I'm trying to create a new column in a data frame that is simply a shuffled version of an existing column. I'm able to randomly order the rows in a data frame using the method described in How to shuffle the rows in a Spark dataframe?, but when I try to add the shuffled version of the column to a data frame, it appears to not perform the shuffling.
import pyspark
import pyspark.sql.functions as F
spark = pyspark.sql.SparkSession.builder.getOrCreate()
df = spark.range(5).toDF("x")
df.show()
#> +---+
#> | x|
#> +---+
#> | 0|
#> | 1|
#> | 2|
#> | 3|
#> | 4|
#> +---+
# the rows appear to be shuffled
ordered_df = df.orderBy(F.rand())
ordered_df.show()
#> +---+
#> | x|
#> +---+
#> | 0|
#> | 2|
#> | 3|
#> | 4|
#> | 1|
#> +---+
# ...but when i try to add this column to the df, they are no longer shuffled
df.withColumn('y', ordered_df.x).show()
#> +---+---+
#> | x| y|
#> +---+---+
#> | 0| 0|
#> | 1| 1|
#> | 2| 2|
#> | 3| 3|
#> | 4| 4|
#> +---+---+
Created on 2019-06-28 by the reprexpy package
A few notes:
- I would like to find a solution where the data remains in Spark. For example, I don't want to have to use a user-defined function that requires that the data be moved out of the JVM.

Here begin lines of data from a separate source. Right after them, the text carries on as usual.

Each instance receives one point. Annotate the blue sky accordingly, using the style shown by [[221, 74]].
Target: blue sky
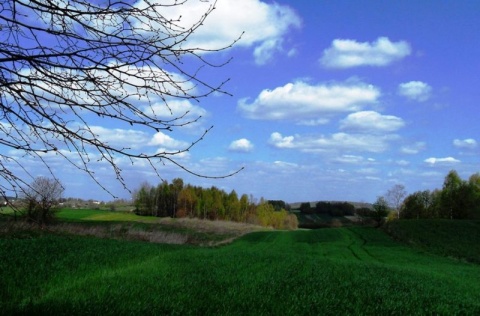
[[331, 100]]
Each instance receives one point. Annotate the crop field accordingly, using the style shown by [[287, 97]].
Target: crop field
[[330, 271]]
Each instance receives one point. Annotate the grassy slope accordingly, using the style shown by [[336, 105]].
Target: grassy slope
[[453, 238], [329, 271]]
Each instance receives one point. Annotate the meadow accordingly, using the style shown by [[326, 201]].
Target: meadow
[[331, 271]]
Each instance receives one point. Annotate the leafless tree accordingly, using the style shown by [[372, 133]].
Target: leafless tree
[[395, 197], [65, 64], [41, 198]]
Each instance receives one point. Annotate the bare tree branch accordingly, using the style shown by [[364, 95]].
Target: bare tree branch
[[64, 64]]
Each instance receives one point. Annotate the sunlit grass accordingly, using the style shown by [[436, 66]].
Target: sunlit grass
[[329, 271]]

- The solution in PySpark: Randomize rows in dataframe didn't work for me (see below).
df = spark.sparkContext.parallelize(range(5)).map(lambda x: (x, )).toDF(["x"])
df.withColumn('y', df.orderBy(F.rand()).x).show()
#> +---+---+
#> | x| y|
#> +---+---+
#> | 0| 0|
#> | 1| 1|
#> | 2| 2|
#> | 3| 3|
#> | 4| 4|
#> +---+---+
- I have to shuffle the rows in many columns, and each column has to be shuffled independently of the others. As such, I would prefer to not use the
zipWithIndex()
solution in https://stackoverflow.com/a/45889539, as that solution would require that I run many joins on the data (which i'm assuming will be time-intensive).